The Golden State counted 181,934 unhoused people in 2025, down from the prior year. While the state's decline was modest compared to Illinois (44%), Hawaii (41%), Florida (11%), and New York (8%), it marks tangible progress in a crisis that has defined Governor Gavin Newsom's tenure and dominated California politics.
Nationally, homelessness dropped 3% from 2024 to 2025, the first decline since 2016. On a single night in January 2025, the nation counted 745,652 homeless persons, according to the federally mandated point-in-time count that surveys people in shelters and sleeping outdoors.
Newsom intensified his anti-homelessness campaign over the past year, announcing a model ordinance in May 2025 for cities and counties to address "persistent" encampments and securing $3.3 billion in voter-approved funding for housing and drug treatment programs. The issue has become central to California's gubernatorial and Los Angeles mayoral races.
California and New York held the largest populations of unsheltered people in 2025, despite the recent improvements.
Administration pushback and policy concerns
The Trump administration moved quickly to minimize the significance of the one-year drop, instead highlighting that homelessness has surged 27% since 2013. HUD Secretary Scott Turner credited the administration's approach, stating in a press release that "the status quo of 'housing first' has failed to meaningfully reduce homelessness." Turner pledged HUD would "restore its programs to advance recovery and self-sufficiency."
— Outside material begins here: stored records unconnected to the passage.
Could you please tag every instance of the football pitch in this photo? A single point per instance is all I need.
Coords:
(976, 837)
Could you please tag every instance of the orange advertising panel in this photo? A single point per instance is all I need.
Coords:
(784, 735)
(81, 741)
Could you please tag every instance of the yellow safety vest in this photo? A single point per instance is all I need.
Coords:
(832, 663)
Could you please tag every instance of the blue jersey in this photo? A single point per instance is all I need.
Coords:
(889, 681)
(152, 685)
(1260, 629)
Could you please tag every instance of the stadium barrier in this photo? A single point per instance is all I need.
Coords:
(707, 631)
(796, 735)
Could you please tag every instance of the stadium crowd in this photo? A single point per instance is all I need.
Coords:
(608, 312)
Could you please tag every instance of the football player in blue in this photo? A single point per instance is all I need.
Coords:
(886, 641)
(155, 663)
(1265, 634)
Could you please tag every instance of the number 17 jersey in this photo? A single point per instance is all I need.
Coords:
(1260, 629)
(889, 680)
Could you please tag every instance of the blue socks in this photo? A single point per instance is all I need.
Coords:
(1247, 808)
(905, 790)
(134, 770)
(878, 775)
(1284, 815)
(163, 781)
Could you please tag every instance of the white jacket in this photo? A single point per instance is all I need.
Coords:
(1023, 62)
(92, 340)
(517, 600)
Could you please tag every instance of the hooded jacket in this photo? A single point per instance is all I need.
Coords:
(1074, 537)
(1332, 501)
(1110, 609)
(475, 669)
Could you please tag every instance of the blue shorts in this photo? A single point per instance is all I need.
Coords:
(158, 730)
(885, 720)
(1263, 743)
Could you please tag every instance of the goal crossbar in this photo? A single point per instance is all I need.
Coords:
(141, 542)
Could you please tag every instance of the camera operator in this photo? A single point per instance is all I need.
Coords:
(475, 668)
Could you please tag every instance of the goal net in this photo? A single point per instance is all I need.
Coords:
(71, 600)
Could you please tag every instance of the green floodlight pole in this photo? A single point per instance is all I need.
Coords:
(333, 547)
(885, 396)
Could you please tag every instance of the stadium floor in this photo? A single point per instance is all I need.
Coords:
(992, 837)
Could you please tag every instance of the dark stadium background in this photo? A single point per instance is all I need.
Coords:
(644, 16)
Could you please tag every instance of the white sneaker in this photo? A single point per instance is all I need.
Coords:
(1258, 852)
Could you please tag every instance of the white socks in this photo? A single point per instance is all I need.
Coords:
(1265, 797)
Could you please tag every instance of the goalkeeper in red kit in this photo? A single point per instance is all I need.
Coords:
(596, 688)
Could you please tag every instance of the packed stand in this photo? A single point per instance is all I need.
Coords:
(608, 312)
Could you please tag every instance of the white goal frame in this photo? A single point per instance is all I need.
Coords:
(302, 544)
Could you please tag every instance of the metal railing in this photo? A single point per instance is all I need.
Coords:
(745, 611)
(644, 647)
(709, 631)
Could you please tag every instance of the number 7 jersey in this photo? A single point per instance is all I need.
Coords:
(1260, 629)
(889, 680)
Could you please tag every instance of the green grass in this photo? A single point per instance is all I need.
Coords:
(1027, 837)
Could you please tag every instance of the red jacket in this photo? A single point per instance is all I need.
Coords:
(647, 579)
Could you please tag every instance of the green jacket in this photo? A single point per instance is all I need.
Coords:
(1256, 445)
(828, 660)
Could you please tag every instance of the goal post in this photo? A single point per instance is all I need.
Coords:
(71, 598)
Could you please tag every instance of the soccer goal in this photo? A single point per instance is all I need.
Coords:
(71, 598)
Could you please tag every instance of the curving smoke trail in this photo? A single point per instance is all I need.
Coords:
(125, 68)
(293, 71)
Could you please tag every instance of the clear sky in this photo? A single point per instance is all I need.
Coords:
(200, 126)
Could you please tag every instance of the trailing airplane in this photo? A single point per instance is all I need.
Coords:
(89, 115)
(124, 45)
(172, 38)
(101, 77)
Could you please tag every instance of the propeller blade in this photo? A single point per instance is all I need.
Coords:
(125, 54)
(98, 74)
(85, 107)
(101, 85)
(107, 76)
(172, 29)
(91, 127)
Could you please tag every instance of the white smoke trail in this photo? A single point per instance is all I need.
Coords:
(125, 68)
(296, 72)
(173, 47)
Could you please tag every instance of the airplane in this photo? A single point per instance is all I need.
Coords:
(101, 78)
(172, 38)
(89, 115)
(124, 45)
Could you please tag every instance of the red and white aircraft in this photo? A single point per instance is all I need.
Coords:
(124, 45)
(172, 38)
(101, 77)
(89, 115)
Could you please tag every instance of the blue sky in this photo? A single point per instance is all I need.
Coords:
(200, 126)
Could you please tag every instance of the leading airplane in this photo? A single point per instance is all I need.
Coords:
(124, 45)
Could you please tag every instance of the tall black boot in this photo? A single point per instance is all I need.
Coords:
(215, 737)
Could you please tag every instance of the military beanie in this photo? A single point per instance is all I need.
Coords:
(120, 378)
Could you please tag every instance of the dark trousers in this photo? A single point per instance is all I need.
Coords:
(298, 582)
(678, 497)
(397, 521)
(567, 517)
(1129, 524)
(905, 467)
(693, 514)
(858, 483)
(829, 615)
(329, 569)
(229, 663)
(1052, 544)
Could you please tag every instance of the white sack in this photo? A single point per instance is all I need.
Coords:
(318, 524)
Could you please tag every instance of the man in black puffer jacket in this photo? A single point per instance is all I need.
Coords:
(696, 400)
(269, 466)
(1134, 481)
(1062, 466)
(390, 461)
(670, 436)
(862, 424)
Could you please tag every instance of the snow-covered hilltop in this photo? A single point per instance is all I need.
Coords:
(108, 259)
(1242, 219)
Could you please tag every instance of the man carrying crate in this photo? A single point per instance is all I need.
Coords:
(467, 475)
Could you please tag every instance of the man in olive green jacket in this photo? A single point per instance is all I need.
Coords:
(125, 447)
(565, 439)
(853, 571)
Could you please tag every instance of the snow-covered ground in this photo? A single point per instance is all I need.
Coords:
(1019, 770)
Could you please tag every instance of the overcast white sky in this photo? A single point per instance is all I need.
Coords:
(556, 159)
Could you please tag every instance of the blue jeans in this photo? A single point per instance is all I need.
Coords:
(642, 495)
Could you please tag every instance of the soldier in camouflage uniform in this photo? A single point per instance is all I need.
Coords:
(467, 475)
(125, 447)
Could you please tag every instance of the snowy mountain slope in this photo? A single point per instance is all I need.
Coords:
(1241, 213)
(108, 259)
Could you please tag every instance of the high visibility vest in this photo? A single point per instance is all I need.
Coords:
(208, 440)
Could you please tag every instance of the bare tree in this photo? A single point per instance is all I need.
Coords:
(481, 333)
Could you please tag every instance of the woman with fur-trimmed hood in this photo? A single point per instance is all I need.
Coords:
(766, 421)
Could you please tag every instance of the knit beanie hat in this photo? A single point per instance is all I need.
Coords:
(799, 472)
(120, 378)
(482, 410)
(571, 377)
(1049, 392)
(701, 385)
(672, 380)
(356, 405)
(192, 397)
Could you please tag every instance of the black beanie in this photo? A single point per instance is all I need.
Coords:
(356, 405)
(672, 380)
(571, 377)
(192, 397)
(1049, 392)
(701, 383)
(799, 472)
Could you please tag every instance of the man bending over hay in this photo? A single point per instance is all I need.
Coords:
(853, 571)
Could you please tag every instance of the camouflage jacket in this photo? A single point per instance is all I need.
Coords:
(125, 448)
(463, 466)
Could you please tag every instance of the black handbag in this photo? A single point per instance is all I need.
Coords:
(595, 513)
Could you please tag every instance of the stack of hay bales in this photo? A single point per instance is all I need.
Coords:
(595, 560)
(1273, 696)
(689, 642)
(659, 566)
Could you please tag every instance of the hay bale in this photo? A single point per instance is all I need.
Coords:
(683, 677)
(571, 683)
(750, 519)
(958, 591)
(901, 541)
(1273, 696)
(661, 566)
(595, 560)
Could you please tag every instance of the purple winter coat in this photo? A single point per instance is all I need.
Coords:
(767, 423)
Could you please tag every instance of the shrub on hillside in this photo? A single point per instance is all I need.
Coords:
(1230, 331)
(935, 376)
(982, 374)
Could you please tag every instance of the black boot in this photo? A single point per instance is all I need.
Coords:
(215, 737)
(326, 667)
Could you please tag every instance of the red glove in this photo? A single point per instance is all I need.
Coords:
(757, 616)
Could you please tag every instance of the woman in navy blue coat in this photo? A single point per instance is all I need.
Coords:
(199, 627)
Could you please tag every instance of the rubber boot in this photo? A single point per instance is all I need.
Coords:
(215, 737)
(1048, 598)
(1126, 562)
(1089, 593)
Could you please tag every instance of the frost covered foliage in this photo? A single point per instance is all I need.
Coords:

The administration also attributed the 2025 decrease to its immigration policies, claiming reductions in "Sanctuary Cities" drove the national improvement.
Advocates for homeless services welcomed the data but warned that administration policies threaten to erase gains. Ann Oliva, CEO of the National Alliance to End Homelessness, credited the 2025 improvements to targeted housing resources from 2024, particularly the Emergency Housing Voucher program and new rural homelessness funding.
"Unfortunately, the Trump Administration has largely deprioritized these tools and worked to dismantle the very systems that drove these reductions," Oliva said. The organization estimates proposed cuts to permanent housing programs would "force at least 170,000 formerly homeless people back on the streets."
The administration has mandated treatment for federal housing voucher recipients, penalized jurisdictions using harm-reduction approaches such as safe consumption sites, and in April 2026 introduced a proposed rule requiring federally funded shelters to house people based on birth sex alone.
Author James Rodriguez: "The data proves housing-focused strategies work, but the political machinery is already spinning the success into an argument for dismantling them."